To be fair, I do appreciate corrections. Anything that makes these reviews more readable is a good thing. (Well, as long as it doesn’t involve hampering my writing.)
With “it’s entirely possible for Sisko and the audience to believe two very different things about Kira and Odo simultaneously”, I mean that the episode is very cleverly structured so that it is possible for the character Sisko to have a perception of events very different from that of the audience, but without drawing attention to that difference.
So, the audience keeps cutting to Odo and Kira on the Founders’ planet. So we KNOW where they are.
However, the episode very cannily avoids showing Odo and Kira during the shared hallucination. This is to preserve the twist. However, if you watch the episode, as I recall, it’s never stated within the simulation that Odo and Kira are even missing. You can imagine that Kira and Odo exist within the simulation (like Garak) but just don’t happen to be present in the scenes shown to the audience. As I point out, you could imagine them being recalled to Bajor or whatever.
So, The Search is scripted in such a way that the audience’s perspective and Sisko’s perspective overlap without lining up perfectly. It’s entirely possible that Sisko knows Kira and Odo are missing, but it’s also entirely possible that he has interacted with simulations of them in sequences that the episode has concealed to preserve the twist. It’s entirely possible to imagine that Sisko’s account of what happened to Kira and Odo is markedly different to that of the audience. If that makes sense?
In The Search, Boreth always struck me more as a mad scientist than a diplomat. In the simulation, he was playing the role, and felt like he was playing the role, if that made sense. Indeed, even in the simulation, he’s a lot less charming and ingratiating than Weyoun. There was a lot less effort in his performance for Sisko’s benefit. Interacting with the Founder, he seems more invested in his work than in pleasing her and satisfying her needs.
Combs gave the Vorta a lot more awe around the Founders, a lot more courtesy in their interactions with outsiders, a sharp edge that was buried beneath a lot more charm. (And you can see that in later Vorta, most notably in The Ship, even in Yelgrun and Keevan.) Boreth seems like a much more straightforward operator.

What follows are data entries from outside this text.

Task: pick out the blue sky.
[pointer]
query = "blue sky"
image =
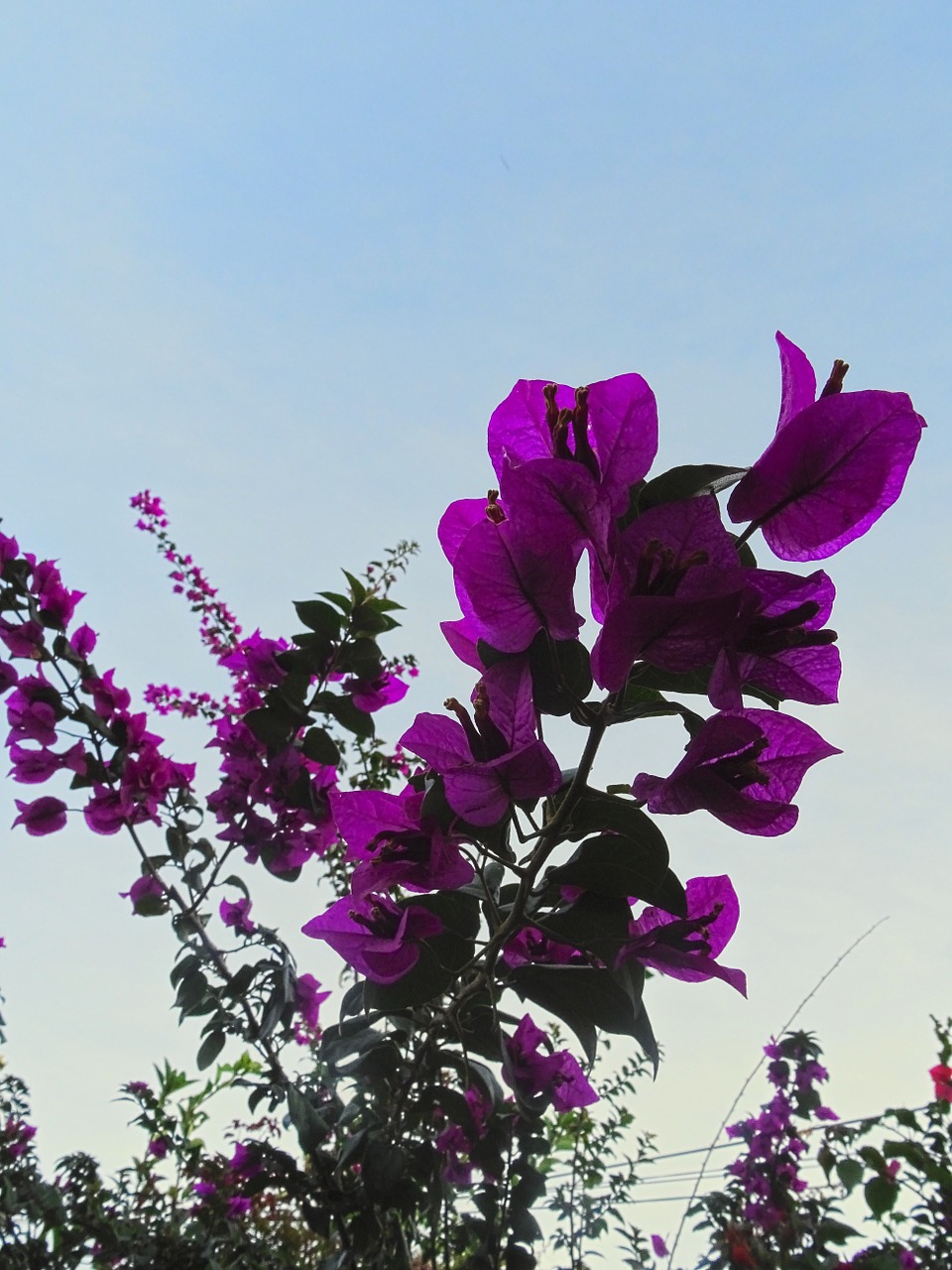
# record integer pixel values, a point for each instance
(278, 262)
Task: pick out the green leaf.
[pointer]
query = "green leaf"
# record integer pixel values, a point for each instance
(583, 997)
(849, 1173)
(688, 480)
(361, 657)
(272, 726)
(177, 842)
(320, 747)
(561, 674)
(368, 619)
(343, 602)
(881, 1194)
(209, 1049)
(384, 1169)
(616, 864)
(320, 617)
(644, 676)
(311, 1128)
(440, 957)
(597, 924)
(343, 708)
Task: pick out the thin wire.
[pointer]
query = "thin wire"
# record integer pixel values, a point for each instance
(760, 1065)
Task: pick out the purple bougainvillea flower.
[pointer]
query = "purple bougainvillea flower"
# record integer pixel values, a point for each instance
(834, 466)
(531, 947)
(33, 710)
(687, 948)
(56, 603)
(144, 890)
(610, 430)
(657, 1246)
(370, 695)
(9, 676)
(942, 1080)
(508, 590)
(309, 998)
(386, 833)
(532, 1074)
(779, 642)
(235, 915)
(376, 937)
(35, 766)
(255, 661)
(494, 758)
(23, 639)
(41, 817)
(462, 638)
(673, 595)
(557, 503)
(82, 642)
(744, 767)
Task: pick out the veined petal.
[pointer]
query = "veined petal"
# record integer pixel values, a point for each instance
(830, 472)
(518, 427)
(797, 380)
(624, 427)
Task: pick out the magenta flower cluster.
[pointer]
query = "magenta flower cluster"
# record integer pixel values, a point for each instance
(769, 1173)
(675, 598)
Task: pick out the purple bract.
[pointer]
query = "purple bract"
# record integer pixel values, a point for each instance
(744, 767)
(833, 467)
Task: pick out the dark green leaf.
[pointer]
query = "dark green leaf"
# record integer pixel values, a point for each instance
(320, 747)
(849, 1173)
(318, 617)
(272, 726)
(689, 480)
(209, 1049)
(440, 957)
(384, 1169)
(583, 997)
(595, 924)
(615, 864)
(343, 602)
(368, 619)
(881, 1194)
(561, 675)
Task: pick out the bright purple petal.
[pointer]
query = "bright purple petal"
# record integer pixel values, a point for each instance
(518, 427)
(797, 380)
(830, 472)
(512, 592)
(624, 429)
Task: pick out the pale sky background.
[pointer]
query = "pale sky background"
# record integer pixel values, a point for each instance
(278, 262)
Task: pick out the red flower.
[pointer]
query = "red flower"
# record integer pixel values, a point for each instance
(942, 1079)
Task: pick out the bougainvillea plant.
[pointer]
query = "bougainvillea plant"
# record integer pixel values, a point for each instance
(495, 885)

You could as well believe that Odo and Kira are just on the founder’s planet and that this has not so much to do with the situation on DS9. I believe we only get to know at the end of Part II that the founders are indeed Odo’s people. Maybe that is why one is not bothered by those two separate plots.
The only strange thing is that Sisko et al. never mentions missing Kira or Odo. That would make the simulation much more believable than it already is.
In the simulation, when Sisko and Bashir are picked up by Dax and O’Brien, Sisko does enquire about the others (though not by name), and Dax admits there’s no sign of them yet.